Irreführende Zahlen der Überwacher

Das Pilotprojekt zum Test von Gesichtserkennungssystemen am Berliner Bahnhof Südkreuz würde zu viele Fehlalarmen führen

  • Julian Seeberger
  • Lesedauer: 2 Min.

Ganze 99,3 Prozent Fehlalarme drohen, wenn das System zum Einsatz käme - und selbst das seien »bessere Werte, als man sie in Realität je erreichen« könne. Zu diesem Schluss kommen renommierte Statistiker mit Blick auf das Pilotprojekt zum Test von Gesichtserkennungssystemen am Berliner Bahnhof Südkreuz.
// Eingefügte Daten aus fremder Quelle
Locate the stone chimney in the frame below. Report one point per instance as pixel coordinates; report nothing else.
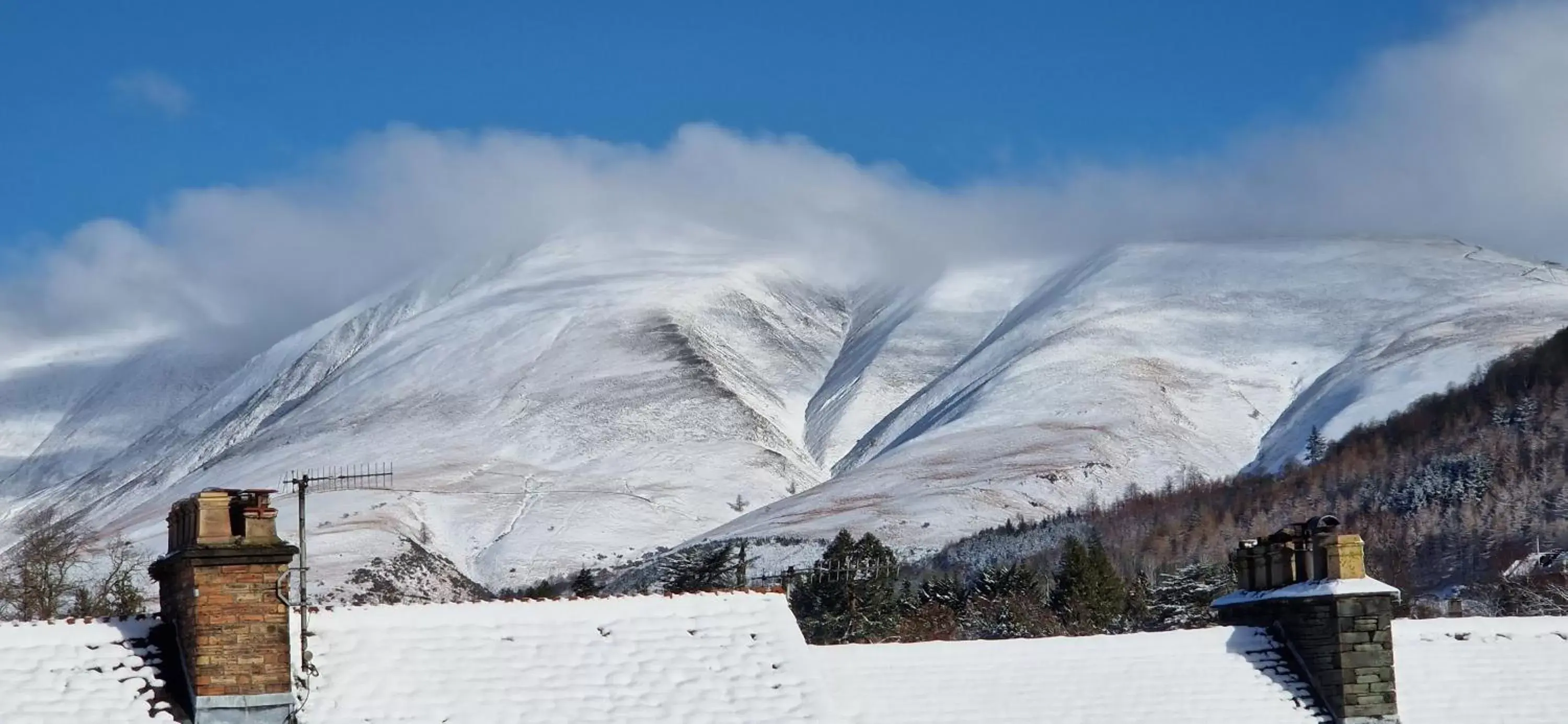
(218, 587)
(1308, 585)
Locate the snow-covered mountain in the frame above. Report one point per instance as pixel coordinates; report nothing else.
(590, 400)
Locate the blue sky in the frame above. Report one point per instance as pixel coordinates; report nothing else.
(106, 110)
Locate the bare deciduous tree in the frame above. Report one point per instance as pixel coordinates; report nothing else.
(55, 569)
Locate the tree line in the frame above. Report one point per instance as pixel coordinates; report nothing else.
(860, 593)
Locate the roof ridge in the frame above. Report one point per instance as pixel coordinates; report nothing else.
(518, 599)
(85, 620)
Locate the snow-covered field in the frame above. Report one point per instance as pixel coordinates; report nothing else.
(590, 400)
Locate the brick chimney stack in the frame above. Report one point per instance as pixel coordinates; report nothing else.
(218, 587)
(1308, 585)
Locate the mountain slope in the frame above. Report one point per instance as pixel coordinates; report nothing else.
(592, 400)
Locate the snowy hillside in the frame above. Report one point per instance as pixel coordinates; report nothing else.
(592, 400)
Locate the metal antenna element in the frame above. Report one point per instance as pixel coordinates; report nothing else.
(377, 477)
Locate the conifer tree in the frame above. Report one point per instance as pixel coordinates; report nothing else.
(1181, 599)
(1316, 447)
(697, 569)
(852, 593)
(585, 587)
(1087, 596)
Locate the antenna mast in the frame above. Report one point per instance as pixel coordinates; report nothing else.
(375, 477)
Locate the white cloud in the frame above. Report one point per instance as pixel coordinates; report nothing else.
(1460, 135)
(154, 90)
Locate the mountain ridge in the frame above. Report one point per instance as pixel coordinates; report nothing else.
(570, 408)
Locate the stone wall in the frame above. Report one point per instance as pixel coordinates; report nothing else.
(1343, 641)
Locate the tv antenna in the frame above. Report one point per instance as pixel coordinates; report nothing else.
(375, 477)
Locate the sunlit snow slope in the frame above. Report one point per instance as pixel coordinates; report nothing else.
(587, 402)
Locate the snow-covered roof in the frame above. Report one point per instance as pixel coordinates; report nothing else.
(96, 671)
(730, 657)
(1482, 670)
(741, 659)
(1200, 676)
(1305, 590)
(1449, 671)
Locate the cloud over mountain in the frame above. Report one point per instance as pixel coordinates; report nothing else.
(1459, 135)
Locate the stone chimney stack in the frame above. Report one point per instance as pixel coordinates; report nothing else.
(1308, 585)
(218, 587)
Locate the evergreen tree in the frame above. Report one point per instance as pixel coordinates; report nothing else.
(697, 569)
(999, 582)
(540, 590)
(1316, 447)
(941, 590)
(1181, 599)
(585, 587)
(850, 594)
(1140, 594)
(1087, 596)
Bundesinnenminister Seehofer (CSU) hatte sich Mitte Oktober noch begeistert gezeigt: »Die Systeme haben sich in beeindruckender Weise bewährt«, meinte er. Dabei geht die Bedeutung der Erprobung weit über die Hauptstadt hinaus: Am Ende könnte die Überwachung sämtlicher Bahnhöfe der Republik stehen, ausgewertet von Identifikationssoftware. Ein »breite Einführung« sei nun möglich, so der Minister, da in der Probephase 80 Prozent der Testpersonen korrekt erkannt worden seien, wohingegen die Fehlalarmrate unter 0,1 Prozent liege.

Die Professoren Gerd Gigerenzer (Max-Planck-Institut Berlin), Walter Krämer (TU Dortmund) und Thomas K. Bauer (Vizepräsident des Leibniz-Instituts RWI) interpretieren diese Zahlen in einer Veröffentlichung vom Dienstag ganz anders: Sie seien keineswegs Anlass für Optimismus. Vielmehr führten sie in die Irre, und den Bürgern drohten große Unannehmlichkeiten. »Das Problem bei Massenüberwachungssystemen sind Fehlalarme«, schreiben sie.

Im polizeilichen Abschlussbericht des Test hieß es, mit der neuen Technik wolle man insbesondere aktuell 600 sogenannte Gefährder besser im Blick behalten. Pro Tag sei jedoch nur mit rund 100 von ihnen an Bahnhöfen zu rechnen, so die Statistiker - entsprechend mit 80 Treffern. Gleichzeitig würden aber 11,9 Millionen Bahnreisende täglich überwacht. Gemäß den Ergebnissen, die zudem auf für die Systeme idealen Fotos basieren, würden 11 900 Bürger pro Tag fälschlich als Gefährder kategorisiert. Das ergebe eine Fehlalarmrate von 99,3 Prozent, so die Statistiker.